由于他们相似, 在移植用 select 或者 poll的应用程序时,大多使用水平触发模式, 当程序员不希望操作系统进行过多介入的时候使用边缘触发模式

这里有一个点,一个port可能有多个请求过来, 每个请求都是TCP请求(有状态的),也就是意味着socket无法复用(UDP可以多个请求公用一个socket, 因为UDP无状态,无需时刻监听socket)那么每个请求过来都务必在当前端口上创建一个新的socket来保证这次连接(无法使用其他端口, 因为存在防火墙无法确定那个端口是可用的)这也就意味着存在多个socket共同监听同一个端口

official example

import errno
import functools
import socket
import tornado.ioloop
from tornado import gen
for tornado.iostream import IOStream

@gen.coroutine
def handle_connection(connection, address):
    stream = IOStream(connection)
    message = yield stream.read_until_close()
    print ('message from client: ', message.decode().strip())

def connection_ready(socket, fd, events):
    while True:
        try:
            connection, address = sock.accept()
        except socket.error as e:
            if e.args[0] not in (errno.EWOULDBLOCK, errno.EAGAIN):
                raise
            return
        connection.setblocking(0)
        handle_connection(connection, address)

if __name__ == '__main__':
    sock = socket.socket(socket.AF_INET, socket.SOCK_STREAM, 0)
    sock.setsockopt(socket.SOL_SOCKET, socket.SO_REUSEADDR, 1)
    sock.setblocking(0)
    sock.bind(("", 8888))
    sock.listen(128)

    io_loop = tornado.ioloop.IOLoop.current()
    callback = functools.partial(connection_ready, sock)
    io_loop.add_handler(sock.fileno(), callback, io_loop.READ)
    io_loop.start()

默认情况下, 新构造的 IOLoop 自动成为当前线程的 IOLoop, 除非当前进程已经存在 IOLoop。这个行为可以被传给IOLoop构造器的 make_current 参数控制。
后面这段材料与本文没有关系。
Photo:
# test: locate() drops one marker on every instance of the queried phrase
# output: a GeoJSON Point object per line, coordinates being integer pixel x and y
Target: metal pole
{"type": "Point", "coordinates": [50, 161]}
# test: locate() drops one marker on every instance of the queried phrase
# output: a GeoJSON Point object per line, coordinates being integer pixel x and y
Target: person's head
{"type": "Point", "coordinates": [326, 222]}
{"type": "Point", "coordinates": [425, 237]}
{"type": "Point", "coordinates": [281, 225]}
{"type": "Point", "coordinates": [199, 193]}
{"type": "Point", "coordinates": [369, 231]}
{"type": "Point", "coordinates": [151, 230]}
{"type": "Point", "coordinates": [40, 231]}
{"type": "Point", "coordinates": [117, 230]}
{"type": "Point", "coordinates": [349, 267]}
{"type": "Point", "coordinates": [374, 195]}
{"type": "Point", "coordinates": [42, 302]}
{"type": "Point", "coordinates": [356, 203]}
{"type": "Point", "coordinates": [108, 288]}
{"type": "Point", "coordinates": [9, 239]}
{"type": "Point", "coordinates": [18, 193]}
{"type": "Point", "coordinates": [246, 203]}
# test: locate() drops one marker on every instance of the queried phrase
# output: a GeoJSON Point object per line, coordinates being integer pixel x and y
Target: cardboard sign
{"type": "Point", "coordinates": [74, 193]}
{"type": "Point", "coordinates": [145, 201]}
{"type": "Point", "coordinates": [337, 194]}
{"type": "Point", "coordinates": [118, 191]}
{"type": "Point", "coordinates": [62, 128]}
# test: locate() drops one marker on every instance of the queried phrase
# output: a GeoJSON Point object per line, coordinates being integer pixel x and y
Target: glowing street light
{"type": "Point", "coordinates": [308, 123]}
如果 make_current=True ,那么新的IOLoop将尝试成为最新的IOLoop, 如果当前进程已经存在IOLoop,那么这个地方会抛出一个异常。

一般来说,一个IOLoop无法以任何方式在fork函数中存活或者被共享,当使用多进程时,每个进程应该创建自己的IOLoop, 这也意味着任何依赖于 IOLoop的对象都需要在子进程里面被创建

再来一版HTTP server

import sys
import socket
import logging
import StringIO
from datetime import datetime

from ioloop import IOLoop

EOL1 = b'\n\n'
EOL2 = b'\n\r\n'

class WSGIServer(object):
    ADDRESS_FAMILY = socket.AF_INET
    SOCKET_TYPE = socket.SOCK_STREAM
    BACKLOG = 5

    HEADER_DATE_FORMAT = "%a, %d %b %Y %H:%M:%S GMT"
    SERVER_NAME = "zigmo/WSGIServer 0.3"

    def __init__(self, server_address):
        self.ssocket = self.setup_server_socket(server_address)
        host, self.server_port = self.ssocket.getsockname()[:2]
        self.server_name = socket.getfqdn(host)

        self.ioloop = IOLoop.instance()
        self.conn_poll = {}

    @classmethod
    def setup_server_socket(cls, server_address):
        ssocket = socket.socket(cls.ADDRESS_FAMILY, cls.SOCKET_TYPE)
        ssocket.setsockopt(socket.SOL_SOCKET, socket.SO_REUSEPORT, 1)
        ssocket.bind(server_address)
        ssocket.listen(cls.BACKLOG)
        ssocket.setblocking(0)
        return ssocket

    def set_app(self, application):
        self.application = application

    def _accept(self, ssocket, event):
        if event & IOLoop.ERROR:
            self._close(ssocket)

        connect, addr = ssocket.accept()
        connect.setblocking(0)
        ioloop = IOLoop.instance()
        ioloop.add_handler(connect, self._receive, IOLoop.READ)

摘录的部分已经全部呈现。